La vraie recette de la salade russe

Impossible d’aller dans un restaurant en Russie sans se voir proposer une salade Olivier : un mélange de multiples ingrédients coupés en dés, baignant dans une généreuse mayonnaise. Pommes de terre, carottes, cornichons (à la russe), petits pois, œufs, céleri, oignons, poulet ou jambon ou saucisse, pommes. Sel, poivre et moutarde. Largement exportée, elle est devenue notre « salade russe ». Ce plat doit son nom à un chef russe d’origine française ou belge du nom de Lucien Olivier, copropriétaire du restaurant Hermitage à Moscou à partir de 1864. Olivier n’a jamais divulgué sa recette ; elle a été reconstituée par des clients. Elle était un peu plus sophistiquée et manifestement destinée à la haute société : grand tétras, langue de veau, caviar, homard, lactaires délicieux… Le tout coupé en petits dés et servi avec une sauce à l’huile d’olive, avec de la crème, des jaunes d’œufs, de la moutarde, du vinaigre et des herbes non identifiées. On est donc assez loin de la salade Olivier actuelle et aussi, à vrai dire, de la recette qui s’est répandue en Russie dès l’époque du chef. Spécialiste d’histoire culinaire médiévale, la Néerlandaise Christianne Muusers a récemment enquêté sur l’itinéraire de cette salade*. Le point de départ est un livre non signé de 1 500 recettes publié à Saint-Pétersbourg en 1861 et qui devint aussitôt un bestseller : « Cadeau à une jeune maîtresse ». L’auteur voulait rester anonyme parce que c’était une femme et que cela ne se faisait pas, pour une dame, de signer un livre de cuisine. Sur la deuxième édition, en 1866, elle ne mit que ses initiales. Son nom complet n’est apparu qu’avec les suivantes : Elena Molokhovets. Elle appelait sa salade « vinigret », un mot dont l’origine n’échappera pas au lecteur francophone. Dans l’édition de 1866, la recette porte le numéro 604. La voici :

« Prendre n’importe quelle viande cuite : gibier, veau ou bœuf, ou du poisson bouilli, esturgeon, brochet ou saumon. Ajouter 1 ou 2 betteraves rouges bouillies ou cuites au four, 1 louche de cornichons (le mot français écrit en cyrillique), 1 grand concombre mariné ou fraîchement épluché, 1 hareng, 2 œufs durs, 5 ou 6 lactaires marinés au safran, 1 cuillerée de légumes marinés, 5 ou 6 pommes de terre bouillies en petits morceaux, 2 cuillerées de câpres, 3 cuillerées de choucroute, 1/2 tasse de haricots blancs cuits à l’eau salée, 20 olives dénoyautées.
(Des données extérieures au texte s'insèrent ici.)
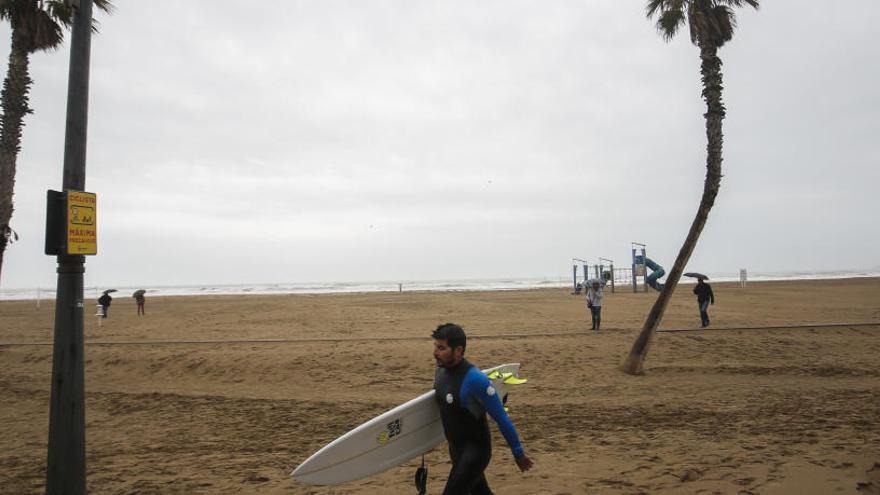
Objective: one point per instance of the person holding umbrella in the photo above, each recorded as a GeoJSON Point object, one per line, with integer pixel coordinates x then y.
{"type": "Point", "coordinates": [104, 301]}
{"type": "Point", "coordinates": [704, 297]}
{"type": "Point", "coordinates": [140, 300]}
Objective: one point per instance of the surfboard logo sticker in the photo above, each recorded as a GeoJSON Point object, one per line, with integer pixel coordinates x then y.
{"type": "Point", "coordinates": [392, 430]}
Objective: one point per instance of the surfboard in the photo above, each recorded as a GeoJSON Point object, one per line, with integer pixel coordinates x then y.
{"type": "Point", "coordinates": [390, 439]}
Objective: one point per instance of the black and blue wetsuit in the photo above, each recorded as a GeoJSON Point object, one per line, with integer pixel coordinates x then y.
{"type": "Point", "coordinates": [464, 395]}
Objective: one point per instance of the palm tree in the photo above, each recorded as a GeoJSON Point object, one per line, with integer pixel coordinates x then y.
{"type": "Point", "coordinates": [37, 25]}
{"type": "Point", "coordinates": [711, 24]}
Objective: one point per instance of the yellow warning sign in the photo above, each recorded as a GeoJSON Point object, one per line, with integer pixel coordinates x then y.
{"type": "Point", "coordinates": [82, 227]}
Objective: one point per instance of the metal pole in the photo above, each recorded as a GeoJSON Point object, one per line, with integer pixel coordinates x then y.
{"type": "Point", "coordinates": [66, 461]}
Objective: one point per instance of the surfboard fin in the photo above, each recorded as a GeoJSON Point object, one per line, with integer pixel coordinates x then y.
{"type": "Point", "coordinates": [422, 478]}
{"type": "Point", "coordinates": [507, 378]}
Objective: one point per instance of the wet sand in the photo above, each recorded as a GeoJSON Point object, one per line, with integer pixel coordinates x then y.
{"type": "Point", "coordinates": [780, 395]}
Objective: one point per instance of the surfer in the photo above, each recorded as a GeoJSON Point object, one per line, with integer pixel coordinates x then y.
{"type": "Point", "coordinates": [464, 395]}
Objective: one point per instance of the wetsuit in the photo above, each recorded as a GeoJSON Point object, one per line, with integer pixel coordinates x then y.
{"type": "Point", "coordinates": [464, 395]}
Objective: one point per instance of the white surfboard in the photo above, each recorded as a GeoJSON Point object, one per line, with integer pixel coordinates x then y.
{"type": "Point", "coordinates": [390, 439]}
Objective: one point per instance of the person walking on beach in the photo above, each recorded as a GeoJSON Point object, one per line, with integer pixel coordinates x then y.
{"type": "Point", "coordinates": [140, 300]}
{"type": "Point", "coordinates": [465, 394]}
{"type": "Point", "coordinates": [704, 298]}
{"type": "Point", "coordinates": [104, 301]}
{"type": "Point", "coordinates": [595, 294]}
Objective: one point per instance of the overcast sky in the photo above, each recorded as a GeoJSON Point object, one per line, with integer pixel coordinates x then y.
{"type": "Point", "coordinates": [353, 140]}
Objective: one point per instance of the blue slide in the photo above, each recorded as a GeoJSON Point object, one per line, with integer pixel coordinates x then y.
{"type": "Point", "coordinates": [657, 271]}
Couper le tout en petits cubes, ajouter du persil, du sel, du poivre, 1/3 de tasse de vinaigre, 2 cuillerées d’huile d’olive, 1 cuillerée de moutarde préparée et, si vous le souhaitez, 2 ou 3 morceaux de sucre. Mélanger, arranger sur un plat et disposer élégamment par-dessus des tranches de pommes de terre et de betterave. Entourer de persil ou décorer avec de la gelée, du citron et des œufs durs.

Les jours maigres, omettre la viande. »

La première traduction du livre de Molokhovets parut en Allemagne en 1877. La dernière édition, peut-être la vingt-cinquième, date de 1917, à la veille de la Révolution. Elle comprenait plus de 4 000 recettes. L’ouvrage se serait vendu près de 300 000 exemplaires. Il a été dénoncé comme « bourgeois et décadent » par les bolcheviks. La salade russe que nous connaissons est une version simplifiée héritée de l’époque soviétique. Mais Elena Molokhovets connaissait sans doute le livre d’Urbain Dubois et Émile Bernard, La Cuisine classique, publié en deux volumes en 1856. À la page 354, note Christianne Muusers, on y trouve la recette d’une « macédoine russe » qui ressemble beaucoup à la « vinigret » – moins les haricots blancs et la choucroute. Dubois et Bernard ne considéraient pas leur macédoine comme un plat à part entière ; c’était une « garniture froide » destinée à accompagner les plats véritables. Elena Molokhovets est morte en 1918 à Saint-Pétersbourg à l’âge de 86 ou 87 ans.